The protests that greeted the military coup in Ouagadougou, the capital of Burkina Faso, are turning violent, with at least 10 deaths reported and several protesters arrested.
Presidential guard, the most powerful armed group in the country, seized power on Wednesday, placing interim President Michel Kafando and Prime Minister Isaac Zida in detention, less than a month to scheduled elections.
Former President Blaise Compaore was ousted in 2014 by a widespread protest after 27 years in power amidst allegations that he wanted to amend the constitution to prolong his stay in power.
He has since lived in exile in Ivory Coast.
Speaker of the transitional parliament, Cheriff Sy, has declared himself leader of the West African country and called on Burkinabes to resist the military’s actions, which has installed a close ally of Compaore, Gilbert Diendere, an army General, as leader. He was a former chief of staff to Compaore.
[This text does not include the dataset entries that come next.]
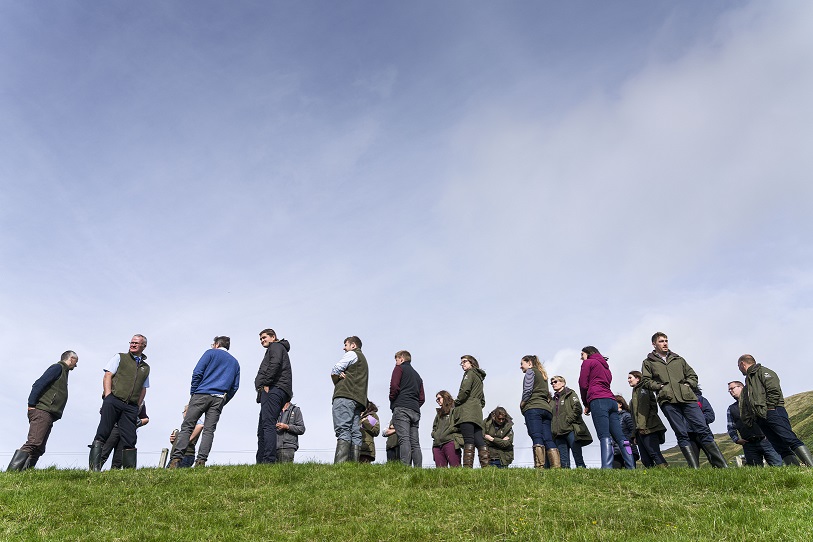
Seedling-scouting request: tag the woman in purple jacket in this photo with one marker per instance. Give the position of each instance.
(599, 400)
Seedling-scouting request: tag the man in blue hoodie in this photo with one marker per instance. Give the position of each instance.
(215, 380)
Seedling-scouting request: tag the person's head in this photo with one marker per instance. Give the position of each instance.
(532, 361)
(735, 388)
(352, 343)
(745, 362)
(558, 383)
(499, 416)
(445, 402)
(402, 356)
(137, 344)
(467, 362)
(660, 342)
(69, 358)
(267, 336)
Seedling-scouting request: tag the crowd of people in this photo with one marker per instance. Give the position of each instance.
(627, 432)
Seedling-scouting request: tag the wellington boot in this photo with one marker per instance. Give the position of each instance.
(539, 456)
(804, 455)
(690, 458)
(554, 459)
(18, 461)
(129, 458)
(342, 452)
(95, 458)
(714, 455)
(468, 456)
(482, 453)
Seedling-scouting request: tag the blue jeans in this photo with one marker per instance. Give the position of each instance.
(687, 418)
(566, 444)
(538, 422)
(405, 421)
(347, 420)
(776, 427)
(755, 451)
(271, 403)
(608, 426)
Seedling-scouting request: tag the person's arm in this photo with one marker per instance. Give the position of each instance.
(50, 376)
(395, 382)
(107, 383)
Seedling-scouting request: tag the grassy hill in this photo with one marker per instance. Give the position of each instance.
(800, 411)
(391, 502)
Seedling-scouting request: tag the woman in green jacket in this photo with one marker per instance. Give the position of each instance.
(445, 436)
(650, 432)
(469, 406)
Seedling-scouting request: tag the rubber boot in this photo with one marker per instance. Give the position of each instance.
(606, 446)
(468, 456)
(539, 456)
(804, 455)
(689, 455)
(554, 459)
(342, 452)
(18, 461)
(714, 455)
(482, 453)
(95, 458)
(791, 461)
(128, 458)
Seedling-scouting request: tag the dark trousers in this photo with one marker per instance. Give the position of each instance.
(117, 412)
(113, 444)
(40, 424)
(776, 427)
(650, 447)
(271, 403)
(472, 434)
(687, 418)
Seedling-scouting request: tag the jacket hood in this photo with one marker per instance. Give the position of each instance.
(601, 359)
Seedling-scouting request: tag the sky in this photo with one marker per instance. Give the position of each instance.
(449, 178)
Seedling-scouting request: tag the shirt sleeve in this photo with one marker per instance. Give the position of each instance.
(349, 358)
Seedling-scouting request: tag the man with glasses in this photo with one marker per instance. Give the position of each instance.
(755, 446)
(215, 380)
(125, 382)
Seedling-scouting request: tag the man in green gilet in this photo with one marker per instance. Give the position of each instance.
(47, 401)
(125, 382)
(350, 377)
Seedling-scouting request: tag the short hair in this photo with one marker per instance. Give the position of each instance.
(658, 334)
(747, 359)
(470, 359)
(403, 354)
(66, 355)
(353, 340)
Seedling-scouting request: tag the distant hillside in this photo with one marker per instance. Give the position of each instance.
(800, 410)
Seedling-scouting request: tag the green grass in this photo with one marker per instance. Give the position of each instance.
(392, 502)
(800, 412)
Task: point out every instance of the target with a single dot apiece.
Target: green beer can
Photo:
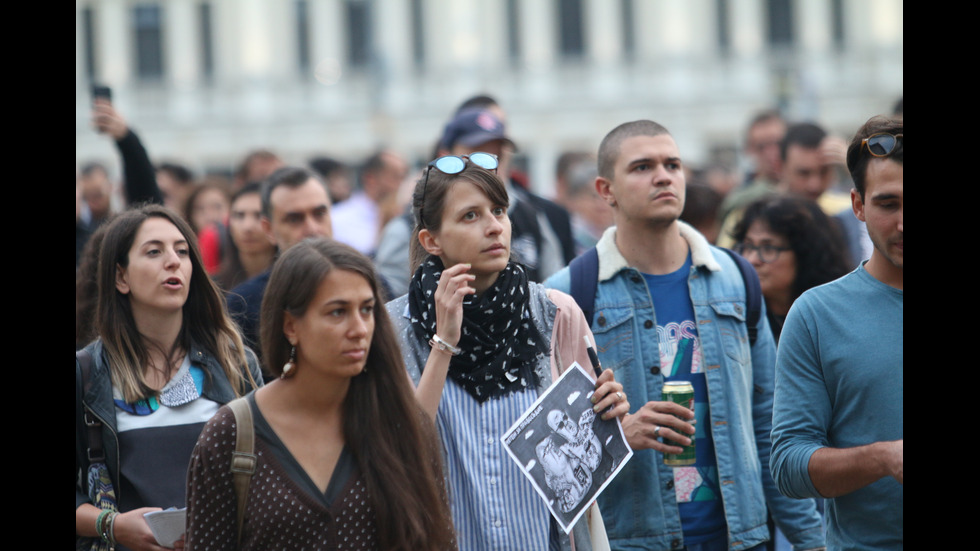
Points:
(680, 392)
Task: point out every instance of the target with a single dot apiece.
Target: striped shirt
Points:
(494, 505)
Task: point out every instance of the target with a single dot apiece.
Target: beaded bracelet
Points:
(112, 530)
(437, 342)
(100, 522)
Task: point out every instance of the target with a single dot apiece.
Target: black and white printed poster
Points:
(567, 451)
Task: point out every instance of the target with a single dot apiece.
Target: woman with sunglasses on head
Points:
(166, 358)
(481, 342)
(793, 246)
(343, 448)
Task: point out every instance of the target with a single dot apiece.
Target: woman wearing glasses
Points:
(793, 246)
(480, 342)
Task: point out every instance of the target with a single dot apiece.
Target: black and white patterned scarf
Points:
(499, 340)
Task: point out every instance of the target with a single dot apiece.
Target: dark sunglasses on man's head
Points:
(882, 144)
(454, 164)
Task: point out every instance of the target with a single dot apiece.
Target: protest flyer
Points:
(565, 449)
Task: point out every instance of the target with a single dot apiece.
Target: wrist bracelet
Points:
(437, 342)
(112, 530)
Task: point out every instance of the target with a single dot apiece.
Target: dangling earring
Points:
(289, 369)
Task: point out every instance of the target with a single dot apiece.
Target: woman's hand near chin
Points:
(454, 285)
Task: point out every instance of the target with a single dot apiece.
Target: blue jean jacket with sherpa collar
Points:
(639, 507)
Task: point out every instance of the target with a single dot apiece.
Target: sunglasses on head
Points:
(454, 164)
(882, 145)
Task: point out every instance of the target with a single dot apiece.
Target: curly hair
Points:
(815, 238)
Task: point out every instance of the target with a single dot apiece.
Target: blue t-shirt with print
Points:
(696, 486)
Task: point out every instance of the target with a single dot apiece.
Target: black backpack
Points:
(584, 272)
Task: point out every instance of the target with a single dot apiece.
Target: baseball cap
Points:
(472, 127)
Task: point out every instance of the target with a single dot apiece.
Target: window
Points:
(780, 22)
(837, 23)
(418, 32)
(148, 27)
(206, 38)
(358, 33)
(724, 26)
(88, 43)
(628, 30)
(303, 36)
(513, 31)
(571, 39)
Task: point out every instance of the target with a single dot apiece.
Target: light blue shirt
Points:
(840, 383)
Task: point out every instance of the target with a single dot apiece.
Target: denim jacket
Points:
(639, 507)
(99, 399)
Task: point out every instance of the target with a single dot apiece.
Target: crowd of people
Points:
(382, 326)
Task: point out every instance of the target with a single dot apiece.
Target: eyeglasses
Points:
(882, 145)
(767, 253)
(454, 164)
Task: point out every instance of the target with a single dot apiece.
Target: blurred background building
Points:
(205, 81)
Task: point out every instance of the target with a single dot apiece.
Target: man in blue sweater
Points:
(838, 414)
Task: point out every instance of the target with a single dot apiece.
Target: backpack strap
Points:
(753, 294)
(584, 275)
(95, 453)
(243, 459)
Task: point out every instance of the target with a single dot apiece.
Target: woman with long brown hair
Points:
(481, 343)
(346, 457)
(166, 359)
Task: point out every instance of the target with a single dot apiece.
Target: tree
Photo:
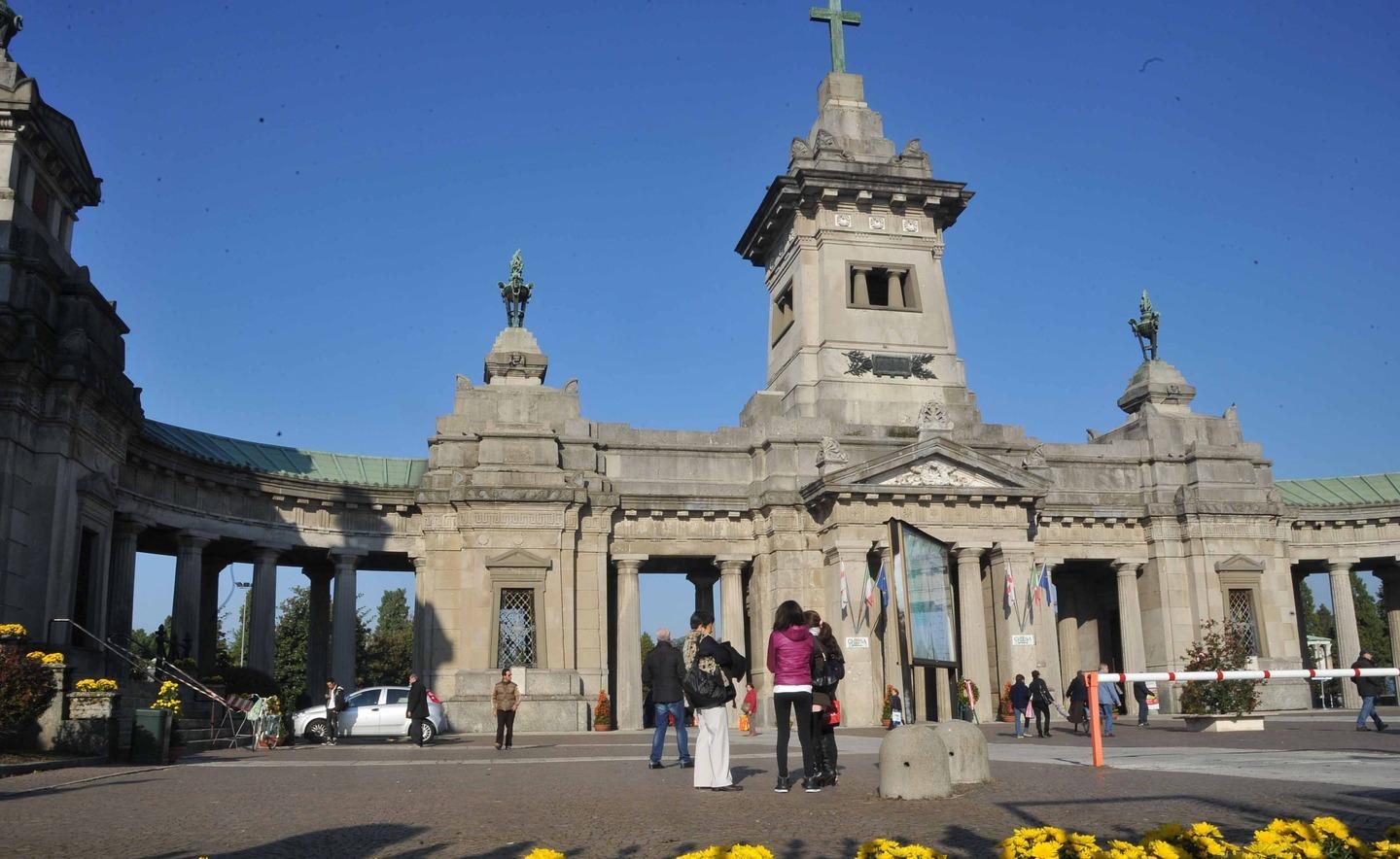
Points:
(388, 654)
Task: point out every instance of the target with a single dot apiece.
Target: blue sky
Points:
(307, 212)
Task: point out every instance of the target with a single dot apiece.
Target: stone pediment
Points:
(939, 464)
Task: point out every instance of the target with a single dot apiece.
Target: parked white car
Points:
(369, 712)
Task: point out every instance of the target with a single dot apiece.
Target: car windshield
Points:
(363, 699)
The African Union and ECOWAS have condemned the action of the presidential guard and called for the release of those detained.
The US and France have also raised concerns. However, France has ruled out a military intervention in its former colony. Burkinaso is a close ally of the US and France, particularly with regards to fighting Islamist militancy in the region.
The powerful but unpopular presidential guard was partly trained by the US and it had been in battle with the transitional government since the ouster of Compaore for retention of some of its privileges.
According to analysts, the transitional government might have made some mistakes that led to the coup – the banning of people seen to be close to Compaore from contesting the October 11 elections and releasing a report by the Reconciliation Commission calling for the disbandment of the presidential guard.
The commission was set up to help the country heal from Compaore’s dictatorship.